The words spoken softly, but the vague sheen of madness in his eyes told me all that I needed to know.
“No, sir, you haven't.”
“No my boy, you're right, I haven't. Close the door on your way out.”
I am pleased that the physical and emotional torment that I endure on a daily basis during my time at school is not bullying. That the fear and pain inflicted upon me and slowly sapping away my ability to feel, is merely 'boys being boys', that they 'tease me' because I continue to 'rise to it''because I am 'too sensitive' sometimes. If I was being systematically and viciously bullied too, then life might be unbearable.

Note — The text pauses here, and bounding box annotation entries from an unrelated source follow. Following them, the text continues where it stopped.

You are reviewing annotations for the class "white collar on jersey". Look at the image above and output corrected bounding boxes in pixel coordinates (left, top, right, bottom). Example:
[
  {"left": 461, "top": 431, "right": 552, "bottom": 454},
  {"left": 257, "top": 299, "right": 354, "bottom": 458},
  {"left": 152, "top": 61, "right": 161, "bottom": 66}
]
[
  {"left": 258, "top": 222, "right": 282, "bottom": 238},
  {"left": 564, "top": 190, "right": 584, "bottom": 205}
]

They are gaining ground on me now, as I continue my half mad dash of desperation across the pingle, our name for the large school playing field that is enclosed by seemingly impenetrable hawthorn hedges on all sides. I can feel the regular pounding of feet striking the ground behind me a moment after my own, can hear the ragged excited breaths of my pursuers catching up with me. I have been here many times before, with the same predictable result that I will eventually be caught by the gang; but I still run every time, urging my muscles on and prolonging the misery in the vain hope that this might be the one time that I escape.